Cross-chain ENS identity (Sepolia ↔ 0G). Every project gets a wrapped subname under construct.eth on Sepolia. The same MPC wallet that releases payment on 0G also writes ENS text records on Sepolia: escrow_address, escrow_chain, status, payee, milestone_count, current_milestone. After every milestone release on 0G, a diff-based sync writes the deltas to Sepolia. The subname is the project's PORTABLE IDENTITY, when the funder sends the NFT to a successor, records seal as handed_over, the recipient connects, the spec is recovered from 0G Storage, a fresh escrow deploys, and records repoint. One identity, multiple escrows.
Notable hacks worth mentioning.
PublicResolver approval, not NameWrapper. For wrapped ENS names, setApprovalForAll on PublicResolver is the only authorisation that propagates, NameWrapper governs NFT transfers, Registry-level approval doesn't reach the resolver for wrapped names. I diagnosed it by simulating setText via eth_call from three from addresses (user, MPC, NameWrapper) and seeing only the user succeed. Cached per-(owner, operator) in localStorage since the resolver doesn't expose isApprovedForAll as a public view.
Handover writes before NFT transfer. Sealing records as handed_over after safeTransferFrom hits a 90-second timeout, the new owner hasn't approved the resolver yet, so the MPC's writes silently fail. Reordered to write-then-transfer with hard abort on write failure.

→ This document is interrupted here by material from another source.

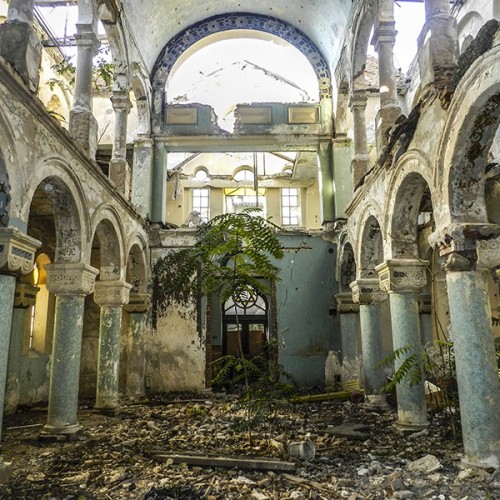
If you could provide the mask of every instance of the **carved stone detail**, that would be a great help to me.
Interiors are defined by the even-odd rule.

Patched KeeperHub gas strategy. KH hardcoded a 0.1 gwei minimum priority fee, which fails on Sepolia during low base fee periods. Patched gas-strategy.ts to lower the floor to 0.000001 gwei. Submitted as feedback.
State polling over event subscription. 0G's RPC indexer lags behind block production, so I poll contract state directly after KH confirms a tx rather than trusting event logs.
Translation invariant. Six-language UI, but canonical milestone text and verification results are never mutated by translation, translation is purely display-layer, preserving audit integrity.
Partner tech benefits.
0G Storage's network-level content hashing eliminates the format-fragility problem that makes on-chain hashing impractical elsewhere, the hash is the lookup key, immutability is guaranteed by the network.
KeeperHub is what makes that wallet usable as an actual agent. We run three distinct workflows through KH, completeMilestone on 0G, wrapped subname minting on Sepolia, and setText against PublicResolver on Sepolia, each with its own chain config, contract ABI, and gas strategy. The backend fires a webhook and KH handles transaction construction, nonce management, gas, retries, and confirmation. Without it I'd have rebuilt that orchestration per chain per workflow around the Turnkey SDK directly, which for a 10-day build wasn't realistic.
ENS subnames gave us cross-chain identity without inventing one, the construct.eth namespace on Sepolia is the project's portable record across chain boundaries.
Anthropic's Claude does both the structured planning (tool use for milestones) and the verification (Vision against criteria), one model family, two jobs, consistent reasoning style across both.